Event Driven Pipeline for Fresh Data

For example, if any of these are true:

  • Data is not yet ready
  • Data require preprocessing which may take time
  • Data comes in a stream
  • Production pipeline and data updates
  • Multiple stakeholders are involved


  1. Create a Data Pipeline
  2. When new data is ready, send the data to the Dataset (Start the pipeline)
    eg for AWS, trigger an Import. Once the data hits the first dataset the rest is handled inside Diffgram
  3. Use Notifications to involve Human Operators
  4. Automatically export snapshots eg a rolling window of x period
  5. Use Webhooks on output end to start Auto Training. eg training an AutoML script, or doing a run on a customer algorithm.

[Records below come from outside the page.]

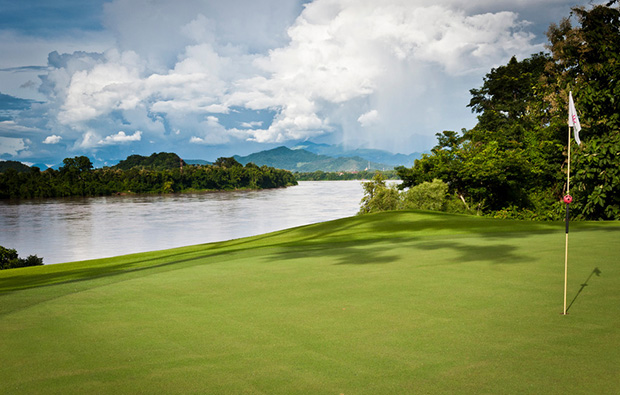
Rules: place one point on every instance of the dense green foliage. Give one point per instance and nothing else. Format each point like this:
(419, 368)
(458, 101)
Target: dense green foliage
(513, 163)
(433, 195)
(78, 178)
(320, 175)
(10, 260)
(157, 161)
(389, 303)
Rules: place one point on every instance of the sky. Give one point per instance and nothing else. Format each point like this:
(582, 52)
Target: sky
(211, 78)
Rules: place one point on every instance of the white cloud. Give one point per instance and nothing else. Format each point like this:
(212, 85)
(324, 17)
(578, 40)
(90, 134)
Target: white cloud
(53, 139)
(361, 71)
(120, 138)
(12, 146)
(369, 118)
(251, 125)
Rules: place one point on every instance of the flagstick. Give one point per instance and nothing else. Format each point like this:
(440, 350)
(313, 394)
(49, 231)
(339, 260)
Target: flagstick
(567, 219)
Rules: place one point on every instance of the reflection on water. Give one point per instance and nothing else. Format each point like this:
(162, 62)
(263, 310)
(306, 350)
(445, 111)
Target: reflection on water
(72, 229)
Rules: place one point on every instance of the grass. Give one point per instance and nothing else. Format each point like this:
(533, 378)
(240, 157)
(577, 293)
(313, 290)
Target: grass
(400, 302)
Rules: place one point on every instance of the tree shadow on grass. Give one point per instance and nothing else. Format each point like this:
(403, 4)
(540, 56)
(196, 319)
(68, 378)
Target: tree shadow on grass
(494, 253)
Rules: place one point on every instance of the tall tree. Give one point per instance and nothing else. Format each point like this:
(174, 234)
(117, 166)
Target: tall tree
(587, 61)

Note these steps are easily swappable. eg can stay all in AWS, do GCP -> AWS, etc.

Detailed walk through:
🍄 Goomba Detector with GCP, Autogluon & Diffgram

Use Training Data Ecosystem

Example, data is an AWS. Want to use GCP (raw ML engine compute, or AutoML) and Scale for services (human labor).

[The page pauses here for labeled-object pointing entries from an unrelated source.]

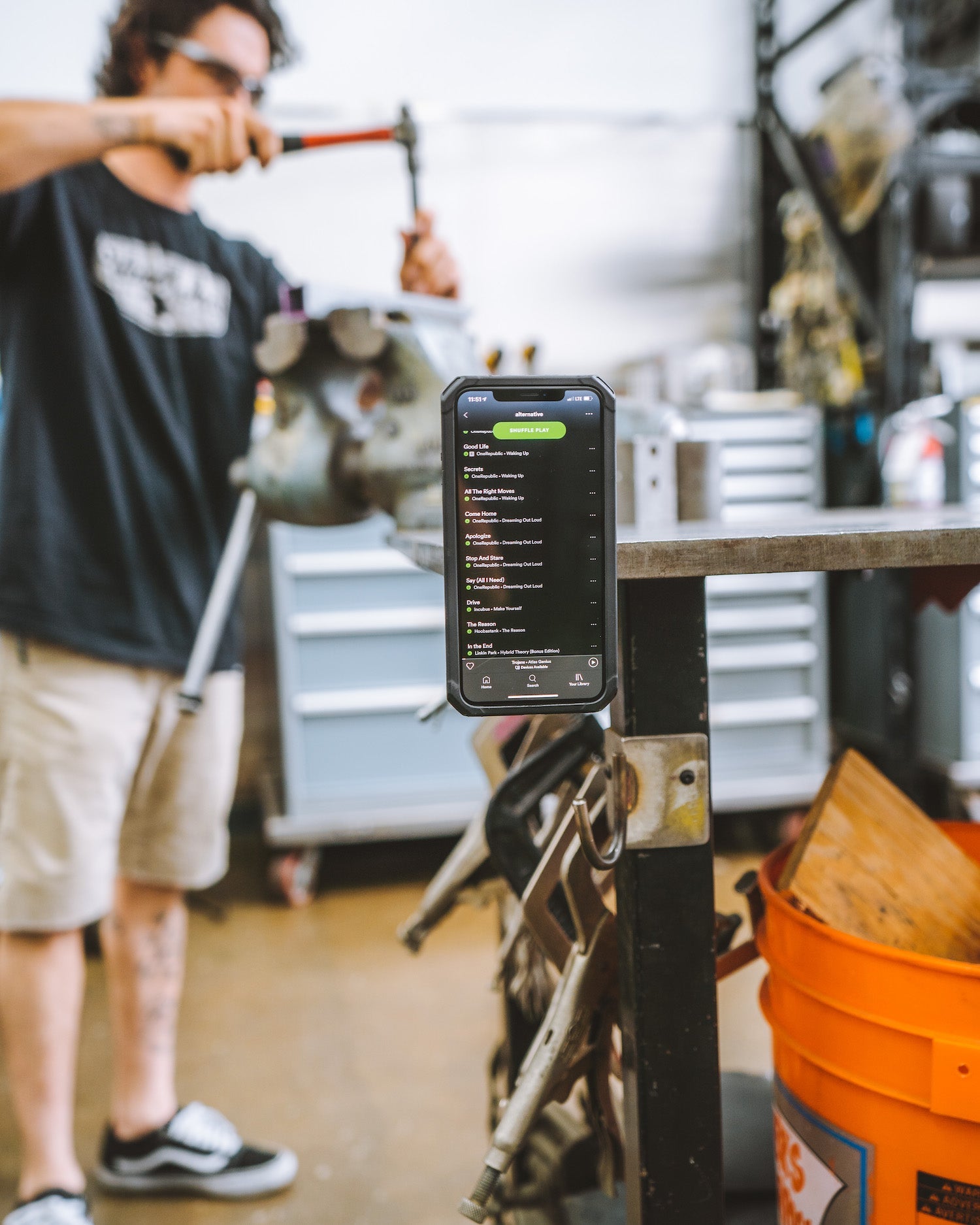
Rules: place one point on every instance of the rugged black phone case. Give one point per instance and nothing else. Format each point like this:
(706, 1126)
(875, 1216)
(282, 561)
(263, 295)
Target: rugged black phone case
(450, 536)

  • Use "best in class" tools. Is GCP or another provider better for training, but all your data is on AWS?
  • Want to try out different services providers? Or use multiple providers for different contexts?
  • Use Diffgram as a single "ETL" point. Plus benefit from all the preprocessing, eg for Video.


  1. Create connections with AWS by entering credentials.
  2. Setup a Task Template and choose Scale as provider
  3. Connect to GCP and export straight to a cloud bucket.
  4. Use Actions to trigger AutoML training

Role Specific Best Practices

Data Engineer

Setup repeatable pipeline in Diffgram. Less work upfront, less maintenance, less midnight pages.

  • Use integrated Connections over downloading to local machine
  • Use Diffgram as a consistent single data model. Instead of "recreating" the data structure in a variety of tools and contexts.
  • Leave Deep Learning specific pre-processing to Diffgram
  • Work with Data Scientist(s) to setup incoming Data Abstractions (Datasets)
  • Work with Data Scientist(s) to setup outgoing Datasets, especially Webhooks.

Data Scientist

Refocus on models. More easily communicate label/class changes. Focus on what you want to define - not shuffling data or manual one off scripts.

  • Export on demand. Ideally to desired cloud bucket or process.
  • Define training data abstractions, like Labels and Attributes upfront - before data is even ready.
  • Change these abstractions often (during development), including adding new and adjusting existing work.
  • Build "relational" datasets using the Data Explorer by combining multiple sets. For example, maintaining a main training set + region specific set.
  • Manage versions for data with "copy on write", and named versions

Data Managers

Improve the biggest blocker - the process. Give your team the tools they need and get the reporting you need.

  • Choose labeling Interface(s) most relevant to your task.
  • Choose for each Task Template which provider to use. (Leave the credential setup to the Data Engineers.)
  • Use the Reporting to track people and process results.
  • Use Notifications to monitor work in real time and respond to critical issues.